Jakarta – Ketua Majelis Ulama Indonesia (MUI) Bidang Fatwa Prof. K.H. Asrorun Niam Sholeh menjelaskan, kemungkinan terjadinya perbedaan penetapan awal Syawal 1444 H dan hukum puasa pada Jumat (21/4/2023), Sabtu (22/4/2023).
Dalam siaran pers yang diterima MUIDigital, Kamis (20/4/2023) Prof. Niam menyampaikan, beberapa poin terkait kesimpangsiuran informasi dan pandangan keagamaan terkait hukum puasa pada Jumat sebagai berikut:
Pertama, penentuan awal bulan dalam penanggalan Hijriyah diantaranya Ramadhan, Syawal, dan Dzulhijjah merupakan wilayah ijtihadiyah yang membuka kemungkinan terjadinya perbedaan di kalangan fuqaha.
Oleh karenanya dalam disiplin keilmuan memang meniscayakan lahirnya perbedaan.

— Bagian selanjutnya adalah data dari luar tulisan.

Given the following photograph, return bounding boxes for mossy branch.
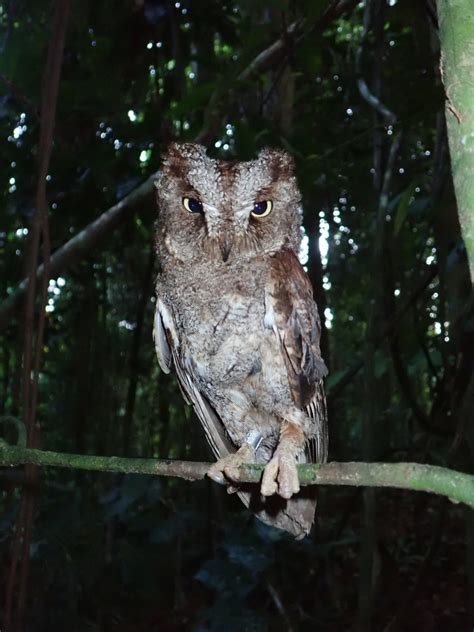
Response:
[0,440,473,508]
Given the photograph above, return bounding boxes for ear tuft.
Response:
[258,147,295,178]
[162,142,208,166]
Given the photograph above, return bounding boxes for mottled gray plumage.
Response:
[153,143,327,538]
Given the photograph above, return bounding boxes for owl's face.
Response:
[155,143,303,265]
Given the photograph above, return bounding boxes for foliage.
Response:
[0,0,472,629]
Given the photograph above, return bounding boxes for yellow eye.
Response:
[250,200,273,218]
[182,197,203,214]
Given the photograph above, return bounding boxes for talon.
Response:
[261,457,279,496]
[207,442,256,487]
[207,463,228,485]
[278,456,300,499]
[261,453,300,499]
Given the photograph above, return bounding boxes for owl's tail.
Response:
[237,489,317,539]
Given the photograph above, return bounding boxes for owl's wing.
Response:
[153,298,235,457]
[265,248,328,462]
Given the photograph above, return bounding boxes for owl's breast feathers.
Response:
[155,248,327,454]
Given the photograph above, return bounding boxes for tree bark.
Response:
[437,1,474,282]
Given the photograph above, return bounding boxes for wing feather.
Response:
[266,249,328,463]
[153,298,234,457]
[153,301,172,375]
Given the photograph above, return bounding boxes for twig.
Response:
[355,0,397,124]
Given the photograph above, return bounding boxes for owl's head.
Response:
[155,143,302,265]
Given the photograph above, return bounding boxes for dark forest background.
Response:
[0,0,473,630]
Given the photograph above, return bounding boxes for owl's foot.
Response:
[261,451,300,499]
[207,442,255,488]
[260,421,304,499]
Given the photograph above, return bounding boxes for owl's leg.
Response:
[261,421,305,499]
[207,431,262,488]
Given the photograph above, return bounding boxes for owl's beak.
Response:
[219,236,233,262]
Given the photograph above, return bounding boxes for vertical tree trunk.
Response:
[5,2,70,629]
[437,1,474,281]
[438,5,474,617]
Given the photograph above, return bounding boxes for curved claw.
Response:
[207,464,227,485]
[207,442,256,486]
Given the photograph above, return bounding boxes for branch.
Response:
[238,21,301,83]
[235,0,360,84]
[355,0,397,125]
[0,441,473,508]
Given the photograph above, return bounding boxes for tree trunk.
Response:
[437,1,474,282]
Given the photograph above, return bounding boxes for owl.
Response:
[153,143,327,538]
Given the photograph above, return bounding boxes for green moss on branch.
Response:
[1,442,473,508]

Prof. Niam menegaskan, terjadinya perbedaan pendapat dalam ranah majal al-ikhtilaf atau wilayah dimungkinkannya terjadi perbedaan harus dengan mengedepankan sikap toleransi (tasamuh).

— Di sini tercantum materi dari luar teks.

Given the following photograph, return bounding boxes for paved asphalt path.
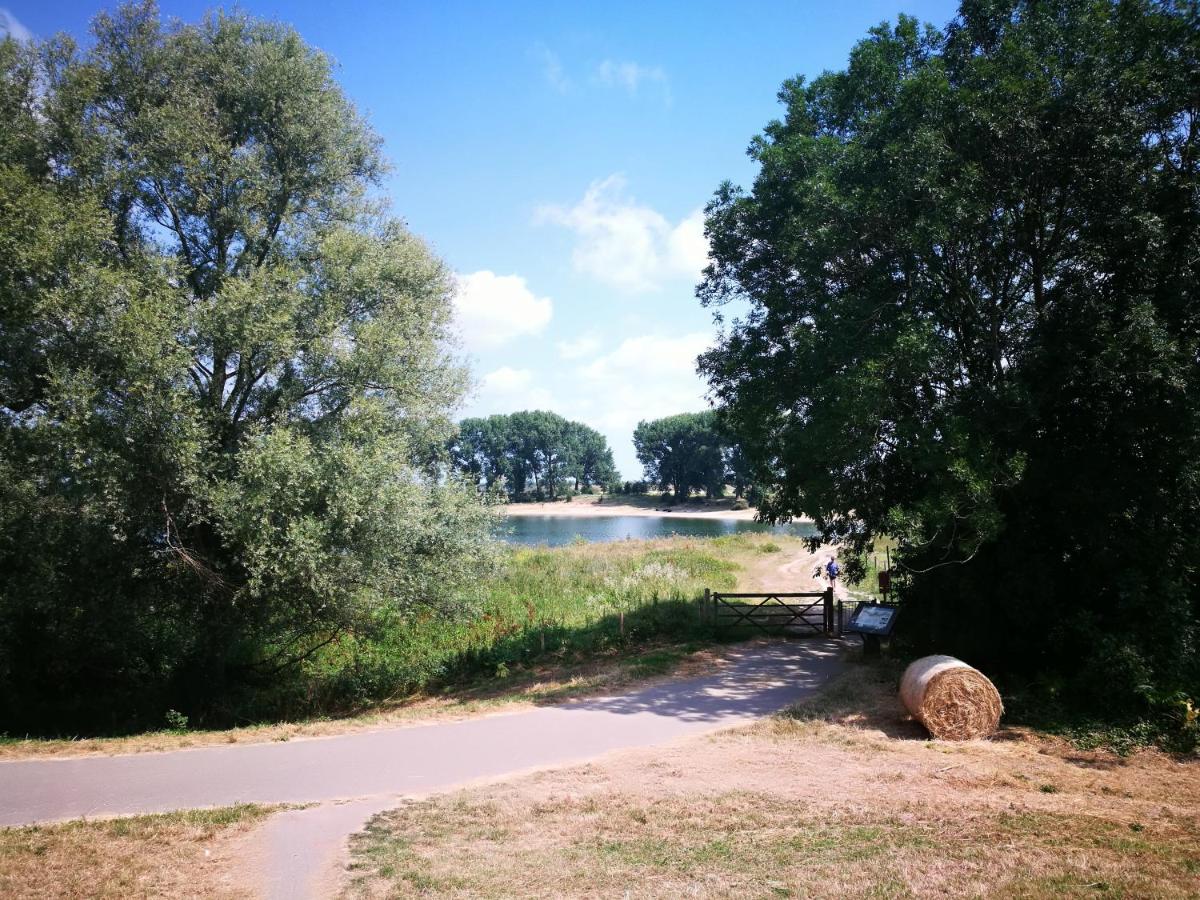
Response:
[0,639,844,896]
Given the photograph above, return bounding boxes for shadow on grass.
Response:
[437,599,744,691]
[774,656,930,741]
[429,604,848,724]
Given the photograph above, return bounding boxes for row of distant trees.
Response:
[633,411,757,502]
[449,409,760,503]
[449,411,619,500]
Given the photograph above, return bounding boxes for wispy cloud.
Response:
[532,43,570,94]
[556,332,603,361]
[576,332,713,433]
[0,8,33,43]
[593,60,670,103]
[536,175,709,293]
[453,270,553,353]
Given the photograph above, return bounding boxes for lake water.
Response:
[499,515,820,547]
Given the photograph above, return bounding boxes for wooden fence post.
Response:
[823,587,834,635]
[702,588,710,622]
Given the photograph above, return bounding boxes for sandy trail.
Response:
[500,497,773,520]
[736,539,852,600]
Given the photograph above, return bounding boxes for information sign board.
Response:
[846,602,899,636]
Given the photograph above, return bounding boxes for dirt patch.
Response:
[0,805,273,899]
[735,537,849,601]
[343,663,1200,898]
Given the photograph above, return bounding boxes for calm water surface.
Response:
[499,515,819,547]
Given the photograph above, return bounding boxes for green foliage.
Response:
[633,411,729,500]
[1006,676,1200,755]
[700,0,1200,719]
[0,3,494,733]
[231,538,741,720]
[449,410,618,500]
[163,709,189,732]
[616,480,649,495]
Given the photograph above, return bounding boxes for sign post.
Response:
[845,601,900,659]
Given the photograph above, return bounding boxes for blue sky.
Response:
[3,0,960,476]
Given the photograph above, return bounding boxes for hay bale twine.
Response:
[899,655,1003,740]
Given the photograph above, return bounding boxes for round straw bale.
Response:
[899,655,1003,740]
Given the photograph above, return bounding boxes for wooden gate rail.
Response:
[705,589,836,636]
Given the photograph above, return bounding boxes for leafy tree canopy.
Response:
[700,0,1200,711]
[450,411,618,500]
[633,411,728,501]
[0,2,494,732]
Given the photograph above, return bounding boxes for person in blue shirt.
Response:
[825,556,840,588]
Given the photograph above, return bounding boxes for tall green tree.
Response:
[567,420,620,491]
[0,3,494,732]
[700,0,1200,712]
[633,411,727,501]
[449,411,617,499]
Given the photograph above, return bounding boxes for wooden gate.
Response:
[706,589,836,636]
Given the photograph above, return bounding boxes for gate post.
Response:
[702,587,710,623]
[823,587,834,635]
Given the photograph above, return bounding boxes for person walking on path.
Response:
[825,556,840,591]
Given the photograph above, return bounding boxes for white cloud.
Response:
[533,44,570,93]
[473,366,555,412]
[593,60,669,102]
[460,334,716,478]
[0,8,32,43]
[453,270,553,352]
[536,175,709,293]
[577,332,714,433]
[556,332,603,360]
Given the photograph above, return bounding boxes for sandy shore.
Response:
[500,497,761,521]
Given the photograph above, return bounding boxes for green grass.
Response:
[843,536,900,604]
[623,647,693,678]
[0,804,271,844]
[245,535,764,723]
[3,533,783,744]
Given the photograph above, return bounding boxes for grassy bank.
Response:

Adapun penetapan 1 Syawal 1444 H berpotensi mengalami perbedaan waktu. Maka dari itu, MUI mengimbau seluruh umat Islam agar menyikapi perbedaan tersebut dengan tidak mengurangi sikap toleransi dan saling menghargai.
Perbedaan yang didasarkan pada pertimbangan ilmu akan melahirkan kesepahaman (tafahum) bukan pertentangan (tanazu), dan permusuhan (adawah).
Karenanya, beragama perlu dengan ilmu sehingga muncul spirit harmoni dan kebersamaan.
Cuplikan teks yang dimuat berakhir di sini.